Using the special formula for products of conjugates, \((a + bi)(a - bi) = a^2 + b^2\). Notice there's no imaginary part left, just two squared real numbers added together. This means the product is always a real number.
In our exercise, multiplying \((2+7i)\) and \((2-7i)\) involves squaring 2 and 7, giving \(2^2 + 7^2 = 4 + 49 = 53\). This process ensures you eliminate the imaginary parts automatically, streamlining your calculation into a neat and real number result.
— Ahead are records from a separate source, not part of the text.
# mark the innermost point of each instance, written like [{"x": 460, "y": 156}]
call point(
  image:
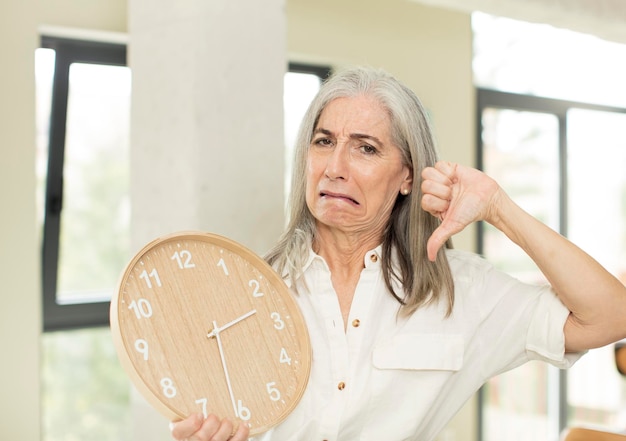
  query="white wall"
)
[
  {"x": 19, "y": 269},
  {"x": 429, "y": 49}
]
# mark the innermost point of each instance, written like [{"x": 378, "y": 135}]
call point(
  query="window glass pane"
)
[
  {"x": 538, "y": 59},
  {"x": 597, "y": 223},
  {"x": 95, "y": 221},
  {"x": 85, "y": 393},
  {"x": 520, "y": 151}
]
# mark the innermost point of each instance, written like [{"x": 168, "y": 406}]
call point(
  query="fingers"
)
[
  {"x": 197, "y": 428},
  {"x": 181, "y": 430},
  {"x": 437, "y": 188}
]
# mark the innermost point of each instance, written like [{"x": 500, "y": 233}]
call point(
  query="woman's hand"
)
[
  {"x": 597, "y": 300},
  {"x": 458, "y": 196},
  {"x": 197, "y": 428}
]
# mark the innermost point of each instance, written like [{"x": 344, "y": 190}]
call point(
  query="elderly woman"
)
[{"x": 403, "y": 328}]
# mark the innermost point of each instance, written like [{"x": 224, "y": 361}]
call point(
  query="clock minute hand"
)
[
  {"x": 216, "y": 334},
  {"x": 215, "y": 330}
]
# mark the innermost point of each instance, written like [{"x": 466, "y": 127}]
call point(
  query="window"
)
[
  {"x": 83, "y": 100},
  {"x": 87, "y": 208},
  {"x": 561, "y": 161}
]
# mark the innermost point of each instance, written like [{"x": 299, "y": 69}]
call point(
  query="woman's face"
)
[{"x": 354, "y": 171}]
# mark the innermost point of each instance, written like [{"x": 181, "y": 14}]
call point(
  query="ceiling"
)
[{"x": 603, "y": 18}]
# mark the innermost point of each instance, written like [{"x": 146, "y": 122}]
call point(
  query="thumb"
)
[{"x": 440, "y": 236}]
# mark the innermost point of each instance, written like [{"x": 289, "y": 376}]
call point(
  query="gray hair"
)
[{"x": 409, "y": 227}]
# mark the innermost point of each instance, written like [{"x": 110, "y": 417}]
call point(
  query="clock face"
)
[{"x": 202, "y": 324}]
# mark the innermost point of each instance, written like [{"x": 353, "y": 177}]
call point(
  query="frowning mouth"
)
[{"x": 327, "y": 194}]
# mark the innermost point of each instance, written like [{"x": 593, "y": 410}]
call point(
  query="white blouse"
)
[{"x": 390, "y": 378}]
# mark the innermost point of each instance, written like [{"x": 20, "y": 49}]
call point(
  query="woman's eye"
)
[
  {"x": 369, "y": 149},
  {"x": 323, "y": 142}
]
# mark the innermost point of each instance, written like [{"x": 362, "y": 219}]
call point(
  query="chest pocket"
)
[{"x": 420, "y": 352}]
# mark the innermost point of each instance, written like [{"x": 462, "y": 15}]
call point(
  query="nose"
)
[{"x": 337, "y": 165}]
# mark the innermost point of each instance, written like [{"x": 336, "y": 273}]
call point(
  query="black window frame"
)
[
  {"x": 58, "y": 316},
  {"x": 67, "y": 51}
]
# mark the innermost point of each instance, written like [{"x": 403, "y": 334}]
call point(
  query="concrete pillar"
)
[
  {"x": 206, "y": 131},
  {"x": 207, "y": 148}
]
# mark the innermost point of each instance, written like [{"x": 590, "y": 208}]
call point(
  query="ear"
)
[
  {"x": 407, "y": 183},
  {"x": 408, "y": 179}
]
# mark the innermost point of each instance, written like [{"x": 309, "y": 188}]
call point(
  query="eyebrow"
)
[{"x": 352, "y": 135}]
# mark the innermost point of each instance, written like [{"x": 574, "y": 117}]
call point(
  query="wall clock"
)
[{"x": 202, "y": 324}]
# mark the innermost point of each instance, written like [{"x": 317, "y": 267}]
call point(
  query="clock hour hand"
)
[{"x": 217, "y": 329}]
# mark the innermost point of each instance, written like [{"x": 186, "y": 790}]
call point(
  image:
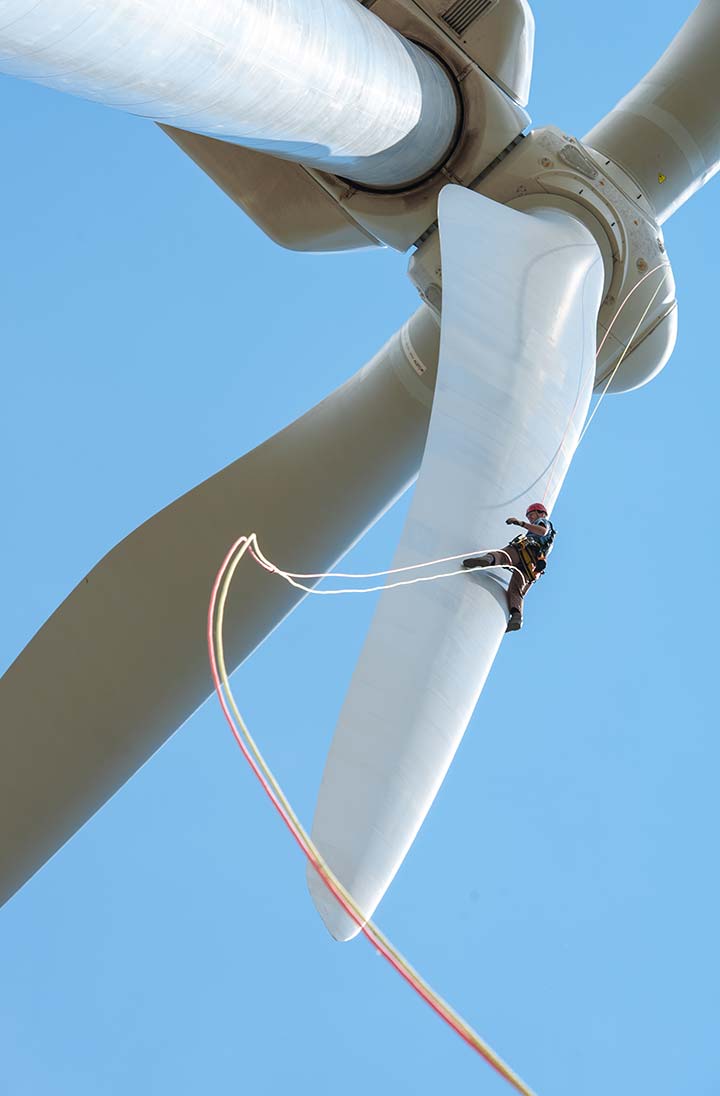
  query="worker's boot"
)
[
  {"x": 487, "y": 560},
  {"x": 515, "y": 621}
]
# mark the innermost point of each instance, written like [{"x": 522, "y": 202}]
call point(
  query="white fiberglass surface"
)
[
  {"x": 323, "y": 81},
  {"x": 521, "y": 295}
]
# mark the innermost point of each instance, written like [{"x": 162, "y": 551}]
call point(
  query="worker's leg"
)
[{"x": 516, "y": 590}]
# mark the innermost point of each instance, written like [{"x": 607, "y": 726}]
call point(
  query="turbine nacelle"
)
[{"x": 549, "y": 169}]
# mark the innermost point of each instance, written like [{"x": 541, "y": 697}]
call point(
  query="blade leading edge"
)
[{"x": 521, "y": 295}]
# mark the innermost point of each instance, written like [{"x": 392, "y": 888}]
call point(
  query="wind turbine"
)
[{"x": 547, "y": 204}]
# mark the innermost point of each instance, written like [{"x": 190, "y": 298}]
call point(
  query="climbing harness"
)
[
  {"x": 533, "y": 556},
  {"x": 533, "y": 550},
  {"x": 274, "y": 791}
]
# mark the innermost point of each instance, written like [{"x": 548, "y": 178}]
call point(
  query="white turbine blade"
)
[
  {"x": 521, "y": 295},
  {"x": 123, "y": 662},
  {"x": 665, "y": 133},
  {"x": 321, "y": 81}
]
Rationalizing the denominator in a complex fraction means eliminating the imaginary part in the denominator, which involves multiplying both the numerator and denominator by the conjugate of the denominator. This techniques ensures that the fraction is easier to work with.
Let's say you have a fraction like \(\frac{-1+3i}{2+7i}\). You multiply by \(\frac{2-7i}{2-7i}\), which is essentially multiplying the fraction by 1. This change doesn't affect the value, but it makes the expression simpler.
Look at the denominator now: \((2+7i)(2-7i) = 53\). It becomes a real number, removing the imaginary part. In the numerator, you'll use the distributive property:

• \((-1)(2) + (-1)(-7i) + (3i)(2) + (3i)(-7i)\)
• Combine real and imaginary parts separately
• Resulting in \(19 + 13i\)

Thus, the complex fraction \(\frac{-1+3i}{2+7i}\) simplifies to \(\frac{19 + 13i}{53}\), with a rational denominator.
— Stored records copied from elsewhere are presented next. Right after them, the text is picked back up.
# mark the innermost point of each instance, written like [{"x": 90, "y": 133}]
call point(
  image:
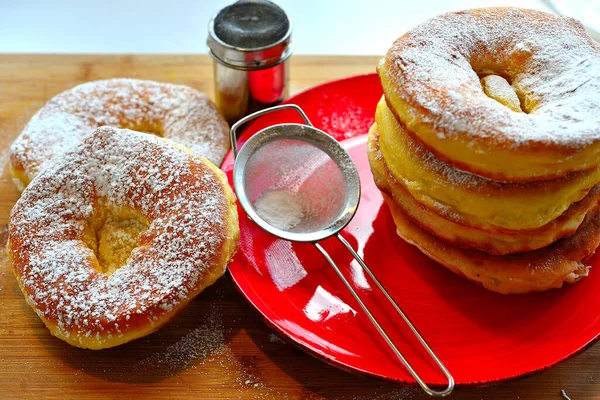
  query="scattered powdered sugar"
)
[
  {"x": 281, "y": 209},
  {"x": 182, "y": 198},
  {"x": 552, "y": 63},
  {"x": 176, "y": 112}
]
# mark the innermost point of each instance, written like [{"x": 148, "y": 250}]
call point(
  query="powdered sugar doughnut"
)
[
  {"x": 119, "y": 234},
  {"x": 431, "y": 79},
  {"x": 175, "y": 112}
]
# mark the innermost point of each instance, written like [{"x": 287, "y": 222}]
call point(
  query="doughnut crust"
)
[
  {"x": 499, "y": 242},
  {"x": 176, "y": 112},
  {"x": 533, "y": 271},
  {"x": 431, "y": 80},
  {"x": 469, "y": 199},
  {"x": 119, "y": 179}
]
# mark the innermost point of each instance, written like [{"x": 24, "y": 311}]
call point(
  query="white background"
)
[{"x": 360, "y": 27}]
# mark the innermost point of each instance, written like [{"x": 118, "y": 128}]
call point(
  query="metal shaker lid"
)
[{"x": 250, "y": 34}]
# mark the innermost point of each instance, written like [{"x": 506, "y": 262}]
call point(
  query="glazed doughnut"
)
[
  {"x": 469, "y": 199},
  {"x": 176, "y": 112},
  {"x": 463, "y": 236},
  {"x": 533, "y": 271},
  {"x": 115, "y": 237},
  {"x": 431, "y": 80}
]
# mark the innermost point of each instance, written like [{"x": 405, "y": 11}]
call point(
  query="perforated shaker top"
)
[{"x": 251, "y": 24}]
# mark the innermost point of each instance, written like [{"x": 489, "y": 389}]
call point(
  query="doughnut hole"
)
[
  {"x": 144, "y": 126},
  {"x": 498, "y": 88},
  {"x": 112, "y": 233}
]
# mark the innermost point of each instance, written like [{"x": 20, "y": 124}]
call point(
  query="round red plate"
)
[{"x": 480, "y": 336}]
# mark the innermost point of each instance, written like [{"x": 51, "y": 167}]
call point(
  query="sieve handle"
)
[
  {"x": 384, "y": 335},
  {"x": 233, "y": 132}
]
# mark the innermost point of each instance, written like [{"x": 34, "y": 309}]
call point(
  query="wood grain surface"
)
[{"x": 218, "y": 348}]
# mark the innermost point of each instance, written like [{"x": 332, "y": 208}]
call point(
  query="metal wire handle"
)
[{"x": 358, "y": 258}]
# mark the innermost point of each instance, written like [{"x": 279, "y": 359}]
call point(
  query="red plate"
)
[{"x": 480, "y": 336}]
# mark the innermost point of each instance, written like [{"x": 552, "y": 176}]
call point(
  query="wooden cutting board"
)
[{"x": 218, "y": 348}]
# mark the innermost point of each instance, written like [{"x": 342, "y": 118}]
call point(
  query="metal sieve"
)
[{"x": 298, "y": 183}]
Simplifying complex fractions often involves applying multiple operations, similar to the example provided in simplifying \(\frac{1}{2+7i}\). You multiply both the numerator and the denominator by the conjugate of the denominator to rid it of its imaginary part.
Performing the multiplication in the denominator, you use \((2+7i)(2-7i) = 53\). It's important because it consolidates the denominator into a real number. For the numerator, simple multiplication of complex numbers results in something like:

• \(1 \cdot (2-7i) = 2 - 7i\)

After multiplication, the fraction is expressed as \(\frac{2 - 7i}{53}\). It appears in a nicely simplified form with the denominator rationalized.
Overall simplification helps in various calculations, allowing easy addition, subtraction, or further multiplication of complex numbers while maintaining clarity in overall mathematical communication.